Un mélange étonnant et finalement assez séduisant, mais qui a ses limites. Visuellement, Ayer a une ambition remarquable : nous plonger littéralement au coeur des horreurs de la seconde guerre mondiale, en nous faisant cohabiter avec une poignée de soldats dans l’espace exigü d’un tank américain, perdu derrière les lignes ennemis quelques semaines après le débarquement. Et c’est vrai qu’au-delà de l’histoire assez conventionnelle, le film nous offre quelques visions saisissantes et inédites de ces tanks finalement rarement utilisés au cinéma (on se souvient du semi-parodique De l’or pour les braves).

Dans le cinéma d’Ayer, comme dans les romans d’Ellroy (pas étonnant que les deux hommes aient collaboré pour Au bout de la nuit), c’est dans les situations les plus violentes et inhumaines que les hommes se révèlent totalement, dans ce qu’ils ont de pires et de meilleurs. Loin de ses repères urbains habituels, le cinéaste (et scénariste) semble ne plus se fier qu’à la violence pour donner du corps à ses personnages. D’où un sentiment de trop-plein qui colle mal avec l’ambition réaliste du film.

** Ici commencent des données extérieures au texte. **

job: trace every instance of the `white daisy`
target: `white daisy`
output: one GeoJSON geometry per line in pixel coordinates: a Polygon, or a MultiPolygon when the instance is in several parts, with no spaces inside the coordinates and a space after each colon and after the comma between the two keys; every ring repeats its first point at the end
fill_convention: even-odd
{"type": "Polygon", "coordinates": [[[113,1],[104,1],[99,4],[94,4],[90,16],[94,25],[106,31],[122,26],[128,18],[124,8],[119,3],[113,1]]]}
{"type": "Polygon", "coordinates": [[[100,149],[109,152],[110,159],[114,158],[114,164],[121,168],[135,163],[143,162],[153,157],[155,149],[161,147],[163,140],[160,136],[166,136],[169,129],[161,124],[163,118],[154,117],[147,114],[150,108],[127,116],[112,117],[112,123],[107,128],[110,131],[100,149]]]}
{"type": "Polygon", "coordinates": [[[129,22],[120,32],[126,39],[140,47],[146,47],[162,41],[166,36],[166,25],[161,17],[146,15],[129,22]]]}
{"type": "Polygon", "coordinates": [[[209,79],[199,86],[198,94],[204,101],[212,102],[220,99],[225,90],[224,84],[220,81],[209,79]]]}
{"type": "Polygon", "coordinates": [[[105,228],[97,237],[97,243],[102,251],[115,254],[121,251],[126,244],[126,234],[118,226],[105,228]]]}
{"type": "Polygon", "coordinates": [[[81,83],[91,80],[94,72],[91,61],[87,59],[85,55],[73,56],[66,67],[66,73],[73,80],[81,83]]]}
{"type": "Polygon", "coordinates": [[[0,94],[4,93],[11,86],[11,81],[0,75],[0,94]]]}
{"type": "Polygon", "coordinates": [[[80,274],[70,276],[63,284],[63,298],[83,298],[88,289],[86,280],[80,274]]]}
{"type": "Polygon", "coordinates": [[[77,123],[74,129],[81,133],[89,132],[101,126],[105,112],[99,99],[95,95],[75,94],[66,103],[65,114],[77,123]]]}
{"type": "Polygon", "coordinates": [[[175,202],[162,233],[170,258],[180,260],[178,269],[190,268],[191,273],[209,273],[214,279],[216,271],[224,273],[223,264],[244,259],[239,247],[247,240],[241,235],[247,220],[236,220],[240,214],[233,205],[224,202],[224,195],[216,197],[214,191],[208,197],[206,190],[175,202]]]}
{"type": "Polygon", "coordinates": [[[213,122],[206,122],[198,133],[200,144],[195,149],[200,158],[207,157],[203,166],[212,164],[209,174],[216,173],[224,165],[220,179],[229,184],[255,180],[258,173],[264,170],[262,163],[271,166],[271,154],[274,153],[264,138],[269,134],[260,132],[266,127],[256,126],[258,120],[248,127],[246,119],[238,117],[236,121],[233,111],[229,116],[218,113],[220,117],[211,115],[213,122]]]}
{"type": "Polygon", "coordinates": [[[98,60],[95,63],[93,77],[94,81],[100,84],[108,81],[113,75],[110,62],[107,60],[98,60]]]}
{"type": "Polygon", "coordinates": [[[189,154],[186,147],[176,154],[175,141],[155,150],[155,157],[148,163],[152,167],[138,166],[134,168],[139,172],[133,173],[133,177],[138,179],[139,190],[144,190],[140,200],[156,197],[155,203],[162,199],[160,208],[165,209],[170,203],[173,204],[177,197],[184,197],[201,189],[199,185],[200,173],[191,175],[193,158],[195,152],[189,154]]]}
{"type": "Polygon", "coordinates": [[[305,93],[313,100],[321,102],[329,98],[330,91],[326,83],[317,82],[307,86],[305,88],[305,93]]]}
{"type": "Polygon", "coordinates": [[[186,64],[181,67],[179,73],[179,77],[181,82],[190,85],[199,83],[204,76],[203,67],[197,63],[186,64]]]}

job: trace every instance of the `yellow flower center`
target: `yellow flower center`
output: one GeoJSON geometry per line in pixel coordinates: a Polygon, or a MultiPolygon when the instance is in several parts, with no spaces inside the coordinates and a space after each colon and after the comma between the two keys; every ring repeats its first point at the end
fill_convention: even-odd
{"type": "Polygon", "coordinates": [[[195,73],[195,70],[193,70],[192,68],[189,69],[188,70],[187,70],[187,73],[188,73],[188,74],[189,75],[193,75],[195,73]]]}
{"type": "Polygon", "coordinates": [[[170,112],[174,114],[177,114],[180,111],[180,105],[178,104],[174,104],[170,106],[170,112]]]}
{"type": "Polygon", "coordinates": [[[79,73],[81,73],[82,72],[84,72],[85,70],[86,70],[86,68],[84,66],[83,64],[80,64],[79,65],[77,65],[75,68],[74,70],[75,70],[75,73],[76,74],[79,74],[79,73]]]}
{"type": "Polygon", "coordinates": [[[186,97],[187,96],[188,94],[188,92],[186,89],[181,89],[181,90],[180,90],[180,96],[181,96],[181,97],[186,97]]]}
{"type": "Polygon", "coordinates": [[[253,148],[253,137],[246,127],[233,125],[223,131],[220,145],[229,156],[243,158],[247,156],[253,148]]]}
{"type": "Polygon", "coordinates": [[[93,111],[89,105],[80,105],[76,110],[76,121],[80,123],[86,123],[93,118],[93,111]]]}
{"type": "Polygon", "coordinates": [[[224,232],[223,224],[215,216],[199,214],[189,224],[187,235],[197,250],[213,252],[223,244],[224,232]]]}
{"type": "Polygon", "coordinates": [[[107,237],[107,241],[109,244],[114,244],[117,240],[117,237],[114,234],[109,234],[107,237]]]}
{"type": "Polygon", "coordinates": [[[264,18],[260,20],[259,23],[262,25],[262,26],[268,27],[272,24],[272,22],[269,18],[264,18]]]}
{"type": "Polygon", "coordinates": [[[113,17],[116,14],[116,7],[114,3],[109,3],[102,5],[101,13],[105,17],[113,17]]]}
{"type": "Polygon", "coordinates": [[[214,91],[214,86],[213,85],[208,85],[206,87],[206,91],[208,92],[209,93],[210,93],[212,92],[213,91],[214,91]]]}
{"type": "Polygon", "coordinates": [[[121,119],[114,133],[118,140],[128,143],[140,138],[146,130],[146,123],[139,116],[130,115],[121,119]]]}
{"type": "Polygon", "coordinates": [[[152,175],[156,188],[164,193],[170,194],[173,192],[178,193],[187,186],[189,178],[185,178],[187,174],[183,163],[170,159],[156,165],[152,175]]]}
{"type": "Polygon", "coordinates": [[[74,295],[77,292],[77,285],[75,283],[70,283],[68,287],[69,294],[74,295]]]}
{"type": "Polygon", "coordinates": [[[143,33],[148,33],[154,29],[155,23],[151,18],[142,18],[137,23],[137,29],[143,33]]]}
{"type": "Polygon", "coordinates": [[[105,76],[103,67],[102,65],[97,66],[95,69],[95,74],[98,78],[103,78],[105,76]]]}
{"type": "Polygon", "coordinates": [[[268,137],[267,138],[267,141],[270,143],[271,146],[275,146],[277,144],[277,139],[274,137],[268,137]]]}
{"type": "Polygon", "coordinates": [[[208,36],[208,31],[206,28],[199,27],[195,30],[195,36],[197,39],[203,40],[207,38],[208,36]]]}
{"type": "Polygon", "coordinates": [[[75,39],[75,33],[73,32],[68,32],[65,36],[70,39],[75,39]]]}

Fury se résume ainsi trop rapidement à une succession d’éclats de violence de plus en plus démesurés. A quelques exceptions près (un poignant repas silencieux dans une maison allemande), l’avancée de Brad Pitt et de ses hommes prend ainsi des allures de jeux vidéos, chaque étape étant ponctuée par l’irruption d’un méchant de plus en plus impressionnant (des Allemands de plus en plus nombreux). Jusqu’à une séquence finale pas loin de relever du grand n’importe quoi.

* DVD chez Sony, avec le classique making-of promotionnel.